Originally posted by KeypadSDM
Why are you posting in the 4 unit board tho?

D'you think it's more likely to receive an answer in another forum?

 

[turtle_2468]

Originally posted by Lazarus
Can one of you help me out with this please?

I'll try But first a question:

by the transform:

X = ln[(w + 0.0001)/(1 - w + 0.0001)]
do you mean
X=ln[(w+0.0001)/(1-(w+0.0001)]?

 

[turtle_2468]

Okay. It is solvable using iterative methods for 1 variable... (when I say lots of rearranging, it works. If you want the proof, say if this result is useful, ask me and I will put it up. Just lots of algebra..)
after lots of rearranging, letting m_i denote 1/(1+e^(ax_i+b)) for convenience, given n, s and m you can get
sum of m_i = k_1
sum of (m_i)^2=k_2
where k_1, k_2 are constants.
Then suppose you fix a. Let e^b=c. Then the equation becomes one purely in variable c for say the first equation, and you can solve for c using iterative methods.
NB When it says newton-raphson, it just means the plain vanilla 4U newton's method.
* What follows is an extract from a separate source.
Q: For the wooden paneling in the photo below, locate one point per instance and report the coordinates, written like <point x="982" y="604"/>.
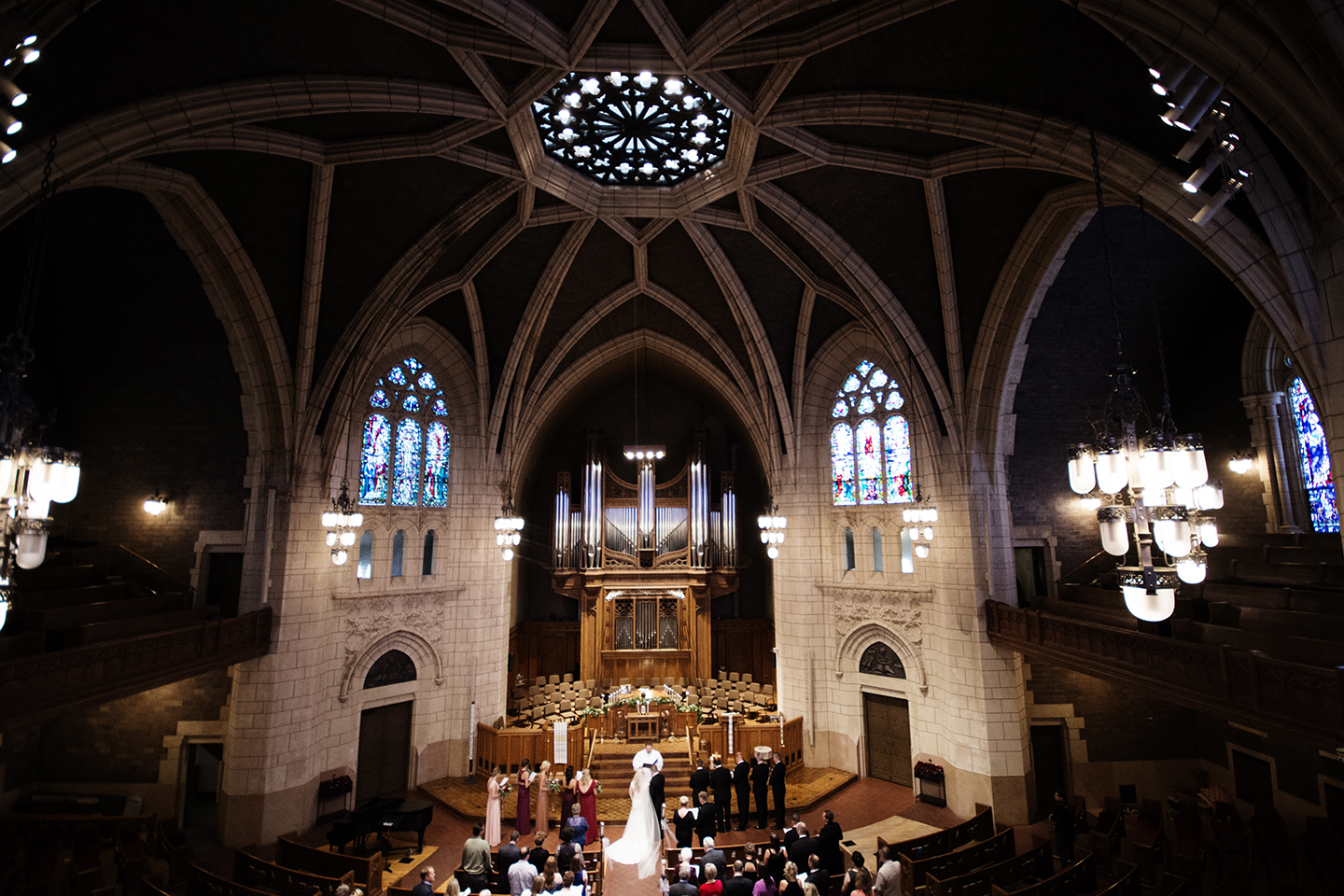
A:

PS also note that if you get the z substitution in the form or something like 50(1+e^(ax+b))/(e^(ax+b)) instead of the other way around it might make the algebra a bit easier... because right now I'm stuck with 1/(1+ce^(x_i)), and if that happened (I don't know whether you can fiddle with the first substitution getting X so you can do that) then the bottom would be without the 1, always nice!

I'll try to see whether any nice substitutions give a good way to solve for both b and c (hopes are slim!) and get back hopefully before tonight.

 

[Lazarus]

Thanks turtle.

Originally posted by turtle_2468
by the transform:

X = ln[(w + 0.0001)/(1 - w + 0.0001)]

do you mean

X=ln[(w+0.0001)/(1-(w+0.0001)] ?

Aren't they the same? The numerator of the fraction within the logarithm should be (w + 0.0001) and the denominator should be (1 - w + 0.0001).
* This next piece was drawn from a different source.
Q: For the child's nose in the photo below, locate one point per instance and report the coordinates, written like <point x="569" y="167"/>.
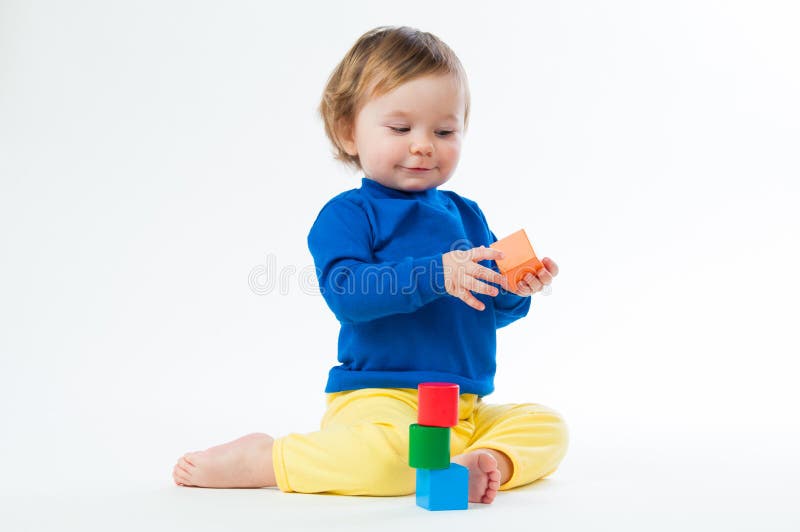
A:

Then suppose you fix a. Let e^b=c. Then the equation becomes one purely in variable c for say the first equation, and you can solve for c using iterative methods.

Okay, I followed everything up to here... I can see the rearranging you've done, etc. The problem is with fixing a - what do we fix it at, and how can we know it will provide a solution (regardless of the value of b)? Or perhaps it might work for only one of the equations; i.e. fixing a will allow a solution to be found for the M equation, but the solution turns out to be different for the S equation (and they must be the same). Hrmmm. Well, you've made progress at least, and given me some more to chew on. Thanks.

NB When it says newton-raphson, it just means the plain vanilla 4U newton's method.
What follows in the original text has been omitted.